春川マッククスの特徴は、まず外皮ごと挽いた蕎麦粉で打った黒っぽい蕎麦の麺と言えましょう。そのような蕎麦粉を配合した生地を、製麺機を使って細長く押し出し、茹でてから流水で締め、よく水気をきって盛りつけます。味つけのベースは何と言っても甘酸っぱ辛い特製ヤンニョム(薬味ダレ)で、タイプによってはそこに爽やかなトンチミ(동치미:丸大根の水キムチ)やヨルムギムチ(열무김치:大根葉の水キムチ)の汁、もしくは塩味の鶏スープを注ぎます。パパッと手早く作り、できたものをザッと混ぜてササッと食べる、こんな場面が料理名の背景となっているようです。

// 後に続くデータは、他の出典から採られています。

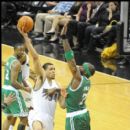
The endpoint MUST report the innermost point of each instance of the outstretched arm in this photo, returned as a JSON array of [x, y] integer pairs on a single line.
[[34, 54], [70, 56]]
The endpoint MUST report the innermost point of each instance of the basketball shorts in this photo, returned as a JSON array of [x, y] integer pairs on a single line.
[[18, 107], [44, 118], [78, 122]]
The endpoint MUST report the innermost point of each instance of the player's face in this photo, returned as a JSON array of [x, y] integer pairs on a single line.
[[23, 59], [82, 70], [50, 72], [20, 51], [112, 6]]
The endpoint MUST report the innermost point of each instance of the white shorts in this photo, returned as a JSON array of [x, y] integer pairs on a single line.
[[45, 119], [27, 96]]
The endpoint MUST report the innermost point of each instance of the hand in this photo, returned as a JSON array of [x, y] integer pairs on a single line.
[[9, 99], [28, 89], [51, 12], [63, 92], [63, 32], [109, 10], [88, 6], [22, 32]]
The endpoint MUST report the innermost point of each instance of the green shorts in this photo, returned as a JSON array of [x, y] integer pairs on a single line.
[[18, 107], [78, 122]]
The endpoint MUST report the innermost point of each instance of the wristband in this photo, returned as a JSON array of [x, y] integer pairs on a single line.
[[86, 69], [69, 55], [63, 36]]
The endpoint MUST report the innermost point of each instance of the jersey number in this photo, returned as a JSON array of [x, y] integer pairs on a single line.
[[83, 99], [7, 75]]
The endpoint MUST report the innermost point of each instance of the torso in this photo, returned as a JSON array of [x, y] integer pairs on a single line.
[[76, 97], [41, 102]]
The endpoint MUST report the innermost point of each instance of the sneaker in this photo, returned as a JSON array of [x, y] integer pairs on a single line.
[[35, 34]]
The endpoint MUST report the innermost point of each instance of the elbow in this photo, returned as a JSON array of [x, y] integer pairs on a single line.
[[36, 57], [62, 106], [14, 83]]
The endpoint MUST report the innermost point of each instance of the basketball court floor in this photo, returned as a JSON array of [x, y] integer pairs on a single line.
[[108, 100]]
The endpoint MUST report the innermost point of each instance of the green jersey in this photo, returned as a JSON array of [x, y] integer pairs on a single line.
[[7, 74], [76, 98]]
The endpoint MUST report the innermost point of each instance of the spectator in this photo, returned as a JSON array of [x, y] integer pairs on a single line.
[[83, 15], [85, 28], [112, 16], [60, 8], [64, 19]]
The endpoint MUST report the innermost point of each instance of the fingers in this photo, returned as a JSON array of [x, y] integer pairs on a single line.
[[11, 94]]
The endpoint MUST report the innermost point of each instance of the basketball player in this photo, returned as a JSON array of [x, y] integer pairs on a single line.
[[77, 117], [25, 76], [43, 97], [12, 84]]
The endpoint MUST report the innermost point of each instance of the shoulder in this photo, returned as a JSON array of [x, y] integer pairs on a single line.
[[16, 64], [58, 85]]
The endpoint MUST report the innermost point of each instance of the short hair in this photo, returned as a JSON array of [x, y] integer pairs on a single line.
[[16, 46], [91, 68], [45, 66]]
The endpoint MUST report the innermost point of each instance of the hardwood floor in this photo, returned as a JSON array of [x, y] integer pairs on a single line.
[[108, 100]]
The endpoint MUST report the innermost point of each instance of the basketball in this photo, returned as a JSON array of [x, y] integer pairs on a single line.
[[25, 23]]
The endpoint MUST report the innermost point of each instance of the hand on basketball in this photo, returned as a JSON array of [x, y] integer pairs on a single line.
[[9, 99], [28, 89], [63, 92], [21, 31]]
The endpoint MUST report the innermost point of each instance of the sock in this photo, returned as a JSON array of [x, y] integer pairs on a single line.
[[21, 127], [11, 127], [27, 128]]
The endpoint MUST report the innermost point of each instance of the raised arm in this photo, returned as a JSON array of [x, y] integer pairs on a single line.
[[15, 69], [38, 67], [69, 55]]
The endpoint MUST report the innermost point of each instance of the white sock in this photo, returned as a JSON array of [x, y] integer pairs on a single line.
[[27, 128], [11, 127]]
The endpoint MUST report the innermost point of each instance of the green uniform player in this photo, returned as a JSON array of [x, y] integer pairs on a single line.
[[77, 117], [18, 107]]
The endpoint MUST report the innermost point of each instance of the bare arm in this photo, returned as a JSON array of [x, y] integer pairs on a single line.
[[51, 3], [71, 63], [78, 14], [34, 54], [3, 63], [15, 68]]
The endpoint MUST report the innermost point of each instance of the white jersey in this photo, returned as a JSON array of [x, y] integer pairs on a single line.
[[25, 76], [25, 68], [43, 103]]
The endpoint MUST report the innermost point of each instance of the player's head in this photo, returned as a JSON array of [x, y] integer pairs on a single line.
[[50, 70], [19, 52], [87, 69]]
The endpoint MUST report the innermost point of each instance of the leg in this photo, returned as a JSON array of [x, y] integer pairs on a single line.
[[7, 123], [37, 125], [23, 123], [13, 120]]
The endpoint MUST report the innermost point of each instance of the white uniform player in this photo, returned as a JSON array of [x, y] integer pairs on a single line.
[[44, 106], [25, 75]]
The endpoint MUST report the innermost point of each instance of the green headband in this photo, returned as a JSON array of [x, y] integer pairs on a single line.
[[86, 69]]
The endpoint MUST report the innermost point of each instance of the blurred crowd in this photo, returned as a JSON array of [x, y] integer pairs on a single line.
[[90, 24]]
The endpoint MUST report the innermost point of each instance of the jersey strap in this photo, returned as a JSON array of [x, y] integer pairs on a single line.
[[72, 114]]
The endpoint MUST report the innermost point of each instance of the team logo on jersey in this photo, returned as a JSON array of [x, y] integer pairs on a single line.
[[50, 95]]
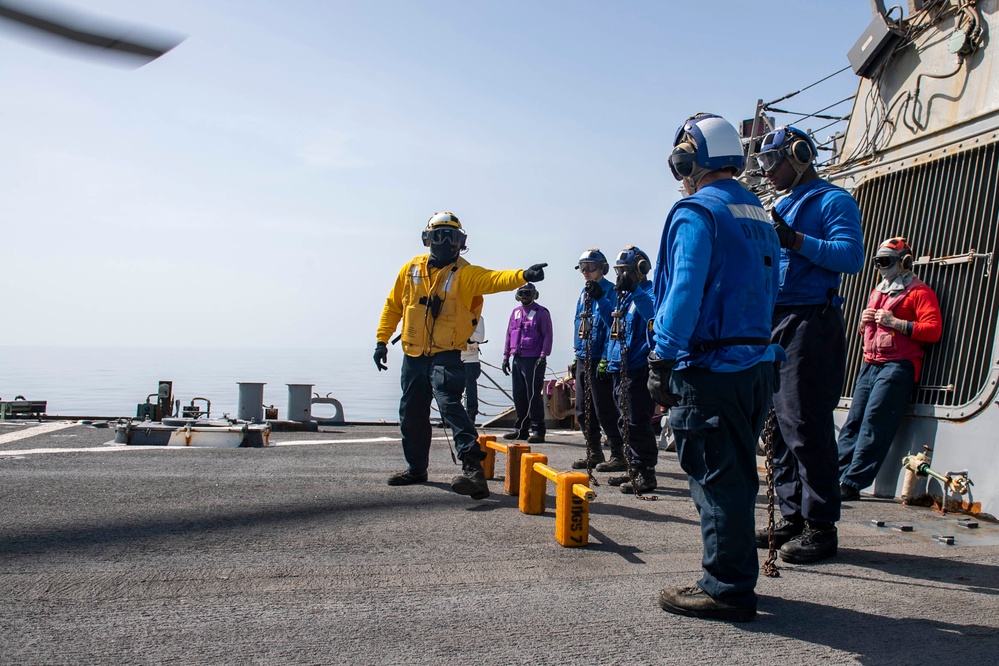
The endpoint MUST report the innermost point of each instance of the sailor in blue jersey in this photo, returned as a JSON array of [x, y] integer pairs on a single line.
[[712, 362], [598, 290], [819, 229], [630, 372]]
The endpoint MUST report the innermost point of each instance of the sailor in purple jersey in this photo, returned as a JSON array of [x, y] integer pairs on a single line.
[[529, 342]]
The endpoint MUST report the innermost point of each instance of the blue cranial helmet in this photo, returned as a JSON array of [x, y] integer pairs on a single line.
[[635, 259], [595, 258], [784, 142], [704, 143]]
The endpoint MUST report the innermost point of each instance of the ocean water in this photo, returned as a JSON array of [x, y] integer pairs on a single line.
[[110, 382]]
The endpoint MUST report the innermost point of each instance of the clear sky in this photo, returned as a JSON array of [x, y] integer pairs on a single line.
[[262, 184]]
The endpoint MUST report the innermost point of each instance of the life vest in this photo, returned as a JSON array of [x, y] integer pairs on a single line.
[[424, 334], [883, 344]]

マッククスには実際、汁たっぷりタイプ、汁なし混ぜ麺タイプ、えごま油をかけたものなど、いくつかの種類があります。また、ヤンニョムも店により家によりこだわりの配合がありますが、一般的には醤油、コチュジャン、粉唐辛子、酢、砂糖、おろしにんにく、ごま油などを混ぜ合わせて作ります。すりおろしたりんごや梨、サイダー、オリゴ糖などを加えて爽やかな風味を出すこともあります。

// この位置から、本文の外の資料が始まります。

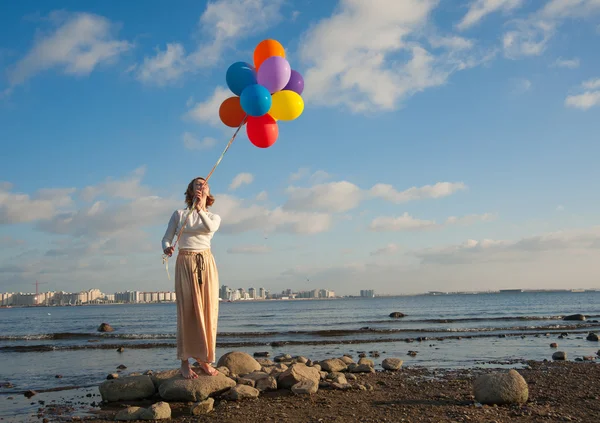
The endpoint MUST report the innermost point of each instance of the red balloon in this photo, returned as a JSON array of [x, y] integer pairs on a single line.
[[262, 130]]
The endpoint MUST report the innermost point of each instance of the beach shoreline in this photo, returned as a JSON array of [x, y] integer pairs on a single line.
[[558, 391]]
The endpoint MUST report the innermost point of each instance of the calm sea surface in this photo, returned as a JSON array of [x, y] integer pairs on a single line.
[[36, 344]]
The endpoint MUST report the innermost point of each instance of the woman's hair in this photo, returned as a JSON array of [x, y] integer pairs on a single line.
[[189, 194]]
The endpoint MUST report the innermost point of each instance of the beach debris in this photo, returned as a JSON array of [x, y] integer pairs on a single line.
[[297, 373], [574, 317], [240, 392], [333, 365], [239, 363], [306, 387], [559, 356], [130, 413], [282, 357], [202, 407], [159, 411], [501, 388], [127, 389], [392, 364], [105, 327], [193, 390], [361, 368]]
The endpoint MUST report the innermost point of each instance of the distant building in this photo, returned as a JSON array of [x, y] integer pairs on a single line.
[[367, 293]]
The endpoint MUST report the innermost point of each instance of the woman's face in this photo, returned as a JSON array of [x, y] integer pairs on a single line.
[[201, 184]]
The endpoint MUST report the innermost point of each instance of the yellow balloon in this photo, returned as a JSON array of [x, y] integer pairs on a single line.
[[286, 105]]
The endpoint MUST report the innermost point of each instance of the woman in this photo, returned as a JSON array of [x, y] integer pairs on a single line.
[[196, 279]]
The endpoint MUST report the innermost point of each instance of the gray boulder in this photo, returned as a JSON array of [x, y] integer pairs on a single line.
[[501, 388], [127, 389], [193, 390]]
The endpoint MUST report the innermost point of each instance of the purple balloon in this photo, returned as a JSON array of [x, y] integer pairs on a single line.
[[296, 82], [274, 73]]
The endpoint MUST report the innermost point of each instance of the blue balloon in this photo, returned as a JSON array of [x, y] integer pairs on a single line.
[[255, 100], [239, 76]]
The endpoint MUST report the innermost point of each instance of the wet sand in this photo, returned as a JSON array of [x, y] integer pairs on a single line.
[[558, 391]]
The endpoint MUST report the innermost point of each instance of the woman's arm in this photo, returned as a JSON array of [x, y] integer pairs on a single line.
[[211, 223], [170, 232]]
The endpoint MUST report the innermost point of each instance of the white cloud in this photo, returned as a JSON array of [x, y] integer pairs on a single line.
[[521, 86], [77, 44], [127, 188], [567, 63], [354, 56], [527, 38], [190, 142], [438, 190], [530, 36], [249, 249], [262, 196], [387, 250], [406, 222], [524, 249], [332, 197], [239, 216], [400, 223], [222, 24], [241, 179], [479, 9], [22, 208], [588, 96], [208, 110]]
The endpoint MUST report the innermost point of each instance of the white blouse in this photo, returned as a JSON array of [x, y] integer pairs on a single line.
[[198, 232]]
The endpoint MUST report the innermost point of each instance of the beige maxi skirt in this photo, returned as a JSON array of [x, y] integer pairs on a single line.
[[197, 296]]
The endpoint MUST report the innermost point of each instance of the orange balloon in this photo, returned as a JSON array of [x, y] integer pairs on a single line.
[[231, 112], [266, 49]]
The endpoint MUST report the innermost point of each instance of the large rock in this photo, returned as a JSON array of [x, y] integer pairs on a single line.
[[574, 317], [203, 407], [559, 356], [159, 411], [130, 413], [239, 363], [305, 387], [392, 364], [127, 389], [105, 327], [193, 390], [501, 388], [333, 365], [298, 373]]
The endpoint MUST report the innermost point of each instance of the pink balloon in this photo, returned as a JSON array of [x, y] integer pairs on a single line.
[[274, 73]]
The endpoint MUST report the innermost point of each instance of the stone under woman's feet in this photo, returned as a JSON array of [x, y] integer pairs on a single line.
[[208, 369], [187, 372]]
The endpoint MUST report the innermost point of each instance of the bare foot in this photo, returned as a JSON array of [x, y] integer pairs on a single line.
[[187, 372], [208, 369]]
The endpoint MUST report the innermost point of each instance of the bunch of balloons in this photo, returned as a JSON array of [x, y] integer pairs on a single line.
[[264, 93]]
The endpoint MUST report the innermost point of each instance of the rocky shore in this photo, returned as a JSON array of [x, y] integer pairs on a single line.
[[296, 389]]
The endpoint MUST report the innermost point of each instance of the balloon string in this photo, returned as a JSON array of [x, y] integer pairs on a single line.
[[166, 257]]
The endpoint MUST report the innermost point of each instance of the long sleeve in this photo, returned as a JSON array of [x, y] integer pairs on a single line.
[[170, 232], [211, 222]]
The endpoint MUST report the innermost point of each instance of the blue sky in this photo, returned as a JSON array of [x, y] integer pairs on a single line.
[[444, 145]]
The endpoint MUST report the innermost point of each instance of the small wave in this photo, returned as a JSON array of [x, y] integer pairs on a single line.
[[272, 344]]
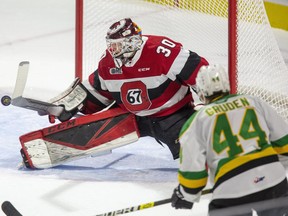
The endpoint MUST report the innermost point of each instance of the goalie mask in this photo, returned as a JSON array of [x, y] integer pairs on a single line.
[[212, 79], [123, 39]]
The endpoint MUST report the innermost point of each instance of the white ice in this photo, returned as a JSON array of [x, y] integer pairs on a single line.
[[43, 33]]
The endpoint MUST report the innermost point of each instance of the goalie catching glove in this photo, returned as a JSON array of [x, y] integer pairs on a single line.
[[74, 100]]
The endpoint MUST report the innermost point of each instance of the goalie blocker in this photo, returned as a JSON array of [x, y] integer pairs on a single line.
[[77, 138]]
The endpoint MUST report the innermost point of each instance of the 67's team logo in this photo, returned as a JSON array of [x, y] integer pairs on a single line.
[[135, 96]]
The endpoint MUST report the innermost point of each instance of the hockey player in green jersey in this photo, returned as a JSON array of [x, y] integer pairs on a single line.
[[237, 140]]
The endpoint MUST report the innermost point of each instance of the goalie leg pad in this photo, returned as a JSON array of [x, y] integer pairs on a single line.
[[78, 138]]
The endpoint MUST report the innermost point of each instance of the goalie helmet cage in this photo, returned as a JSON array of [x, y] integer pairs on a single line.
[[236, 33]]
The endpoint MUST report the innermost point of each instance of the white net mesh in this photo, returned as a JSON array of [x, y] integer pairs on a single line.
[[201, 26]]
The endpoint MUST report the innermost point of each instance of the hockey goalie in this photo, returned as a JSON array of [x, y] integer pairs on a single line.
[[148, 77], [78, 137]]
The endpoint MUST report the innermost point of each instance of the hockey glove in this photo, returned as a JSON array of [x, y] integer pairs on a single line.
[[177, 200]]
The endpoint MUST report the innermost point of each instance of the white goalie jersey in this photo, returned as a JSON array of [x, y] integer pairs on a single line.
[[239, 138]]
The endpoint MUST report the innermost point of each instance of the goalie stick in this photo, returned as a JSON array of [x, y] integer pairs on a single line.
[[144, 206], [43, 108], [10, 210]]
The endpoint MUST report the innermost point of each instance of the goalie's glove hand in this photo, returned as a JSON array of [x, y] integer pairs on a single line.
[[177, 200]]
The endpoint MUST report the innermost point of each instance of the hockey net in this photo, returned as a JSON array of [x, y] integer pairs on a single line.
[[251, 51]]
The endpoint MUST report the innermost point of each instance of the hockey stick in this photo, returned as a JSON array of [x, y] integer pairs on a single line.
[[43, 108], [10, 210], [144, 206]]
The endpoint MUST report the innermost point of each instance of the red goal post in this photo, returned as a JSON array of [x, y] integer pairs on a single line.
[[235, 33]]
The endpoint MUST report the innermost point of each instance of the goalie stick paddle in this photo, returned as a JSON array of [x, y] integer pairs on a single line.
[[143, 206], [43, 108], [9, 209]]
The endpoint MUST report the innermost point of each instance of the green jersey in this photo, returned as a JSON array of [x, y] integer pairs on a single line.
[[238, 137]]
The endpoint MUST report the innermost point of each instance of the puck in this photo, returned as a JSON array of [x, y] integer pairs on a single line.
[[9, 209], [6, 100]]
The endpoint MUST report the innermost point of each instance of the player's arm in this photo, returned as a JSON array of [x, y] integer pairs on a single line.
[[278, 127]]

春川マッククスの発祥は意外に新しく1960年代ごろと言われますが、地方の一定地域で食べられていた料理が、名物郷土料理として次第に名を知られるようになり、その後韓流ドラマ・映画のロケ地として有名になった春川とワンセットで一躍、国内外に知れ渡るようになりました。春川では2008年から行政主導による「マッククス・タッカルビ祭り」が毎年秋に開催されており、国内外から多くの観光客が訪れています。18周年となった2025年度の「Kフード都市 春川、世界を取りこむ」というテーマからも、春川におけるマッククスの存在感を伺い知ることができます。

■ 春川マッククスのいろいろ
<汁たっぷりタイプ>
別名、ムルマッククス(물막국수)。ムル(물)は水、汁を意味します。蕎麦を茹でて流水で締めた後、水気をきって器に盛り、ヤンニョム、もみ海苔をのせ、水キムチの汁もしくは塩味の冷たい鶏スープ、もしくはそれらを配合した汁をかけます。水キムチの大根や大根葉を刻んだもの、茹で卵、ピョニュッ(茹でた牛肉や豚肉の薄切り)、生野菜(刻んだきゅうり、サンチュ、えごまの葉など)をのせることもあります。全体を混ぜて、薬味と混然一体となった汁を麺に絡めながらいただきます。

<汁なしタイプ>
別名、ピビムマッククス(비빔막국수)。ピビム(비빔)は混ぜることを意味します。茹でて冷やし水気をきった蕎麦をこんもりと盛り、ヤンニョム、もみ海苔、茹で卵、生野菜などをのせます。このタイプの場合、ヤンニョムはコチュジャンと酢を多めに配合して甘酸っぱ辛くすることが多いようです。また、このタイプの変化形ともいえるものに「チェンバン マッククス」(쟁반막국수)があります。これは、大皿に蕎麦を広げて盛り、細切りのきゅうり、大根、にんじん、紫キャベツ、サンチュ、茹でた豆もやし、茹で卵などを彩りよくのせ、たっぷりのヤンニョムをかけた豪華な一品で、チェンバンククス(쟁반국수)とも呼ばれます。チェンバン(쟁반)とはお盆もしくは盆状の食器のことです。

<油麺タイプ>
近年、話題になっている「トゥルキルム マッククス」(들기름 막국수)と呼ばれるタイプです。トゥルキルム(들기름)とはえごま油のこと。茹でて冷やし水気をきった蕎麦を、えごま油、醤油、だし汁などを混ぜ合わせたタレで和え、もみのり、刻み葱、すりごまなどをかけます。蕎麦特有のボソッとした食感と鄙びた風味が、えごま油でコーティングされることにより意外な美味しさに生まれる変わるようです。